War Remnants Museum in Ho Chi Minh City (Saigon), Vietnam
The War Remnants Museum is in the heart of Ho Chi Minh City, formerly known as Saigon, Vietnam. It was created to expose the war crimes of French and American soldiers during the American War in Vietnam. The museum houses an impressive collection of photographs and war memorabilia from the 1960s and 1970s. It brings to the forefront atrocities committed by the U.S.A. that are never talked about in the States, for instance their use of “Agent Orange” which was spread across the countryside. This museum was eye-opening and definitely worth a visit. Just don’t expect to have a good time or leave in good spirits.

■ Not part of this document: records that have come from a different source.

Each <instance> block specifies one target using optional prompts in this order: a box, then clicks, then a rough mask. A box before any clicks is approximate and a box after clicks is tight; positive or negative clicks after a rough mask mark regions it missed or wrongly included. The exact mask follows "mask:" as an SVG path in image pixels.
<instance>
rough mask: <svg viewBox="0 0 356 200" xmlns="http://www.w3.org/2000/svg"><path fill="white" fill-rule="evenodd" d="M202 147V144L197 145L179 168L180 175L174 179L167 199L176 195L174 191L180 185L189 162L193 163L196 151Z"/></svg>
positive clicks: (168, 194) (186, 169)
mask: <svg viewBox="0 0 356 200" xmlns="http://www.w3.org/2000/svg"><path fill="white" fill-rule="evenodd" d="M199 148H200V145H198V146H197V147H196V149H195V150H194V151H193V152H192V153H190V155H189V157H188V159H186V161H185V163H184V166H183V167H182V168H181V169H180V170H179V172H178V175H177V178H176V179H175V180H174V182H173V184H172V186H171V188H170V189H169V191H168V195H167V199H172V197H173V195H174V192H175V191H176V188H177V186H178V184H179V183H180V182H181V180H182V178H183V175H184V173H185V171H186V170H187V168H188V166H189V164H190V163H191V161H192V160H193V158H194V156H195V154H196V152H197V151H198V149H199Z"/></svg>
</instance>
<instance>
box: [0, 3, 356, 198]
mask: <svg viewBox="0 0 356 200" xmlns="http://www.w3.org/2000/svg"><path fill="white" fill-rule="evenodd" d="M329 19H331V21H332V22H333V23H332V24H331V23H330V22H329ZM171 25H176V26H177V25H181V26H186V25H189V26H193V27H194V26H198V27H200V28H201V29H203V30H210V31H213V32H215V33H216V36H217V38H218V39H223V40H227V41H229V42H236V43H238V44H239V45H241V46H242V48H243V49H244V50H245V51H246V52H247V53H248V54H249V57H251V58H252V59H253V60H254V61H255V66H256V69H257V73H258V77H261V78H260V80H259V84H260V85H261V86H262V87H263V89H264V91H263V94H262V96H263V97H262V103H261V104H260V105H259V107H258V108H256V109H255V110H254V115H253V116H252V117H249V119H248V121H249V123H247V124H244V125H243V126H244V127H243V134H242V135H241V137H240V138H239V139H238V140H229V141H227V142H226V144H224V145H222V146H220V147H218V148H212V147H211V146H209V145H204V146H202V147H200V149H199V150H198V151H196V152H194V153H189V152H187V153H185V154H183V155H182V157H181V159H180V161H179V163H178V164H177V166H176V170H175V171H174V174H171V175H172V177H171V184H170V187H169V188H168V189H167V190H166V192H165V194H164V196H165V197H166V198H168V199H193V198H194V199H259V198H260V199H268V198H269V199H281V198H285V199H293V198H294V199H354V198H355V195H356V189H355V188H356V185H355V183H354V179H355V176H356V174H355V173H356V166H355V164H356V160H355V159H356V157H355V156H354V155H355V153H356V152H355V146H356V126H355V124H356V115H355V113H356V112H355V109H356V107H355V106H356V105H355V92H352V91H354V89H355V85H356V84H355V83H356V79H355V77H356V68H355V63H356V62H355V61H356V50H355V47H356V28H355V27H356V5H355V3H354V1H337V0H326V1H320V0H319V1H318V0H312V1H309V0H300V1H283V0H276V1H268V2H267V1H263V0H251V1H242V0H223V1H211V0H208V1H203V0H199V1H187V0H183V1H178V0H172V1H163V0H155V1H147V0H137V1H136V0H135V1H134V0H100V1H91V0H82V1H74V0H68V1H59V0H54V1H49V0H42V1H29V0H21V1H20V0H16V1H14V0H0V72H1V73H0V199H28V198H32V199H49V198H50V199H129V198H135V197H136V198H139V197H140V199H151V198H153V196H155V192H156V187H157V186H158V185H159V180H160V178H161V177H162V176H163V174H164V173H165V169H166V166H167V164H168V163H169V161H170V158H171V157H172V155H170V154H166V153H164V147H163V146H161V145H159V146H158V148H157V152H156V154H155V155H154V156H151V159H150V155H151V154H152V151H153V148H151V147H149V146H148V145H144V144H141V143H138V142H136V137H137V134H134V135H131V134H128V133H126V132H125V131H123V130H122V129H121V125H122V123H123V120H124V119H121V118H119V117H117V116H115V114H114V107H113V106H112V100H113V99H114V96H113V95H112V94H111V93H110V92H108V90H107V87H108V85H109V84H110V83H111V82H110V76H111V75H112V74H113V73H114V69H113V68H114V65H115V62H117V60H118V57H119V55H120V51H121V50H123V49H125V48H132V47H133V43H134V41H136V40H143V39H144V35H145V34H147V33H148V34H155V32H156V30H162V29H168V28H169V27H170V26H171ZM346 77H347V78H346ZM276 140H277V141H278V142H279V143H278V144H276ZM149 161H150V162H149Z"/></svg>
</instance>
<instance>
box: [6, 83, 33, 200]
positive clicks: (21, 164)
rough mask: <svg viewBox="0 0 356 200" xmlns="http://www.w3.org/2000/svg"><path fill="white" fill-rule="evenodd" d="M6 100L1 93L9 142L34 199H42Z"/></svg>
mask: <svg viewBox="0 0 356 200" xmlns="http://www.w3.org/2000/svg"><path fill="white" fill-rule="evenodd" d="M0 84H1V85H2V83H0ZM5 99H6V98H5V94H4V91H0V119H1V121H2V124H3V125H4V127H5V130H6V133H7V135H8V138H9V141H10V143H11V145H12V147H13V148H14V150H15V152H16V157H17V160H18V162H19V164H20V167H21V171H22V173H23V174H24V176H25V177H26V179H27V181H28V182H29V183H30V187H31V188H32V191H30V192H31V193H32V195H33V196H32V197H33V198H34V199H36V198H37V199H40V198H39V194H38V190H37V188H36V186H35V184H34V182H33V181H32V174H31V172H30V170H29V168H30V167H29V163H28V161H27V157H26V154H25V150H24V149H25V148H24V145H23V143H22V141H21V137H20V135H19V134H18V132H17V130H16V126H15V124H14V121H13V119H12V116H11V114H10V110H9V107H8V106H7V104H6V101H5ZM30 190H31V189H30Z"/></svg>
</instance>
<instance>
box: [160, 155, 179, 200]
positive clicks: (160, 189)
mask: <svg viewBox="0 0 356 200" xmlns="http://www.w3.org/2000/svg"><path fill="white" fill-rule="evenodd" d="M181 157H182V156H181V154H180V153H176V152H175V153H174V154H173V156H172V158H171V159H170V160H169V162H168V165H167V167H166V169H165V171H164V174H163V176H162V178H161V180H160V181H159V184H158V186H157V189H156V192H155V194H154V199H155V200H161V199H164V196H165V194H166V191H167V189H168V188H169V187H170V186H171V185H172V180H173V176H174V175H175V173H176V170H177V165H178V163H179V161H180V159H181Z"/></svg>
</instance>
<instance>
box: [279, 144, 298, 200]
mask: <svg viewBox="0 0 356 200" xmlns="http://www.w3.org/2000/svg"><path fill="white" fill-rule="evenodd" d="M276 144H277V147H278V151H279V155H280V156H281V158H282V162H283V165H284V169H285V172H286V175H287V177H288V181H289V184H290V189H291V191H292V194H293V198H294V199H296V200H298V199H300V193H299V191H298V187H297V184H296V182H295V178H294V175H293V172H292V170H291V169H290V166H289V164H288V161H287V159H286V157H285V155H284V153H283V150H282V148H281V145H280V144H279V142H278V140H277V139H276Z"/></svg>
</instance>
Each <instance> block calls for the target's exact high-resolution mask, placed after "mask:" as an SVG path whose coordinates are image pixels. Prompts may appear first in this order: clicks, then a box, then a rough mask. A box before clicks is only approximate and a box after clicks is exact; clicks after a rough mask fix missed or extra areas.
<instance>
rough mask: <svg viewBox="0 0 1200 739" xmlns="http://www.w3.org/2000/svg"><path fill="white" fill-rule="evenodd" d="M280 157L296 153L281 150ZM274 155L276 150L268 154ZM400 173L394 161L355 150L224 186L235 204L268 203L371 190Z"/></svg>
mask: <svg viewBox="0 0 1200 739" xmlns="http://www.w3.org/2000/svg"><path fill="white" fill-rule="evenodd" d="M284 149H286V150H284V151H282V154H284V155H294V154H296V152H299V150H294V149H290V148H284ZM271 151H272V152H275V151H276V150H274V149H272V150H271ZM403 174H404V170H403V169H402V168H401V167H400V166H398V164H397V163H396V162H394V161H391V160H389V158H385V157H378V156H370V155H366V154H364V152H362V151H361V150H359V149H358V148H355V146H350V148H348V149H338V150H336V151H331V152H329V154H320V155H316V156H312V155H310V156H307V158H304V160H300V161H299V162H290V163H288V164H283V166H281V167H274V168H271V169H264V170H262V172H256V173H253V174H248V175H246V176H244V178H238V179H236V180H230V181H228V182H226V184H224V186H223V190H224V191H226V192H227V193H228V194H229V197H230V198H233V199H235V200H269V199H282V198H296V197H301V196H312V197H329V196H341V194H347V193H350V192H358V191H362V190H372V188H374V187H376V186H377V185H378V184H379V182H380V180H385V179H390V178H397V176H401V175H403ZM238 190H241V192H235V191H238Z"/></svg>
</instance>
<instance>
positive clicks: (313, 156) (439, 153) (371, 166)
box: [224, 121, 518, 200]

The first floor inside showcases a lot of communist propaganda and news articles of people protesting the war all over the world. There is also a gift shop inside selling Vietnam War memorabilia. Outside there is a large area with collections of tanks, helicopters, bombs, and trucks. There’s also an area recreating different war prisons and showing the range of torture methods used during the war. There are also a few small shops selling a range of things from army helmets to military fatigue patches. This outside area is probably the least depressing area in the museum, since it lacks pictures of destruction or mutilated bodies.
The second floor of the War Remnants Museum has a gallery of photos of French and American soldiers and the war crimes that they committed. These crimes ranged from killing every man, woman, and child in small villages to gassing the countryside with Agent Orange. These chemicals were produced by Monsanto and Dupont in the United States and were spread across 3,100,000 hectares of the Vietnamese countryside. The supposed goal of this was to decrease vegetation for the Viet Cong to hide under. However, the consequences were far more ghastly. The chemical is nearly impossible to remove from the soil which makes reforestation nearly impossible.
Agent Orange and similar chemicals spread across Vietnam infected approximately 4 million Vietnamese people. People exposed experienced extreme rates of cancer, nerve, skin, and respiratory disorders. The chemical also alters your genes which causes defects to occur in your offspring. Children born from infected parents have high risk of cleft palates, hernias, mental disabilities, along with extra limbs, fingers, and/or toes. The pictures in the War Remnants Museum were hard to look at and at some point it was too much. We both left with tears in our eyes, passing a man playing a keyboard for tips, born without eyes as the result of his parents’ exposure to the hellish chemicals.
It took us a few hours to reflect on what we saw in the War Remnants Museum. Our eyes were opened to a hell that we didn’t believe was possible in the world. We knew that the destruction of the Vietnam War was vast, but the truth of the extent was far more evil than we could have imagined. The view of the war which is shown to the general public of the United States is definitely a biased one. Few of the pictures of these atrocities ever reached across the ocean, and stories of the use of chemical weapons were hidden even deeper from public view. We just hope that by reminding people about the facts of the past, we can better prevent such horrors in wars in the future.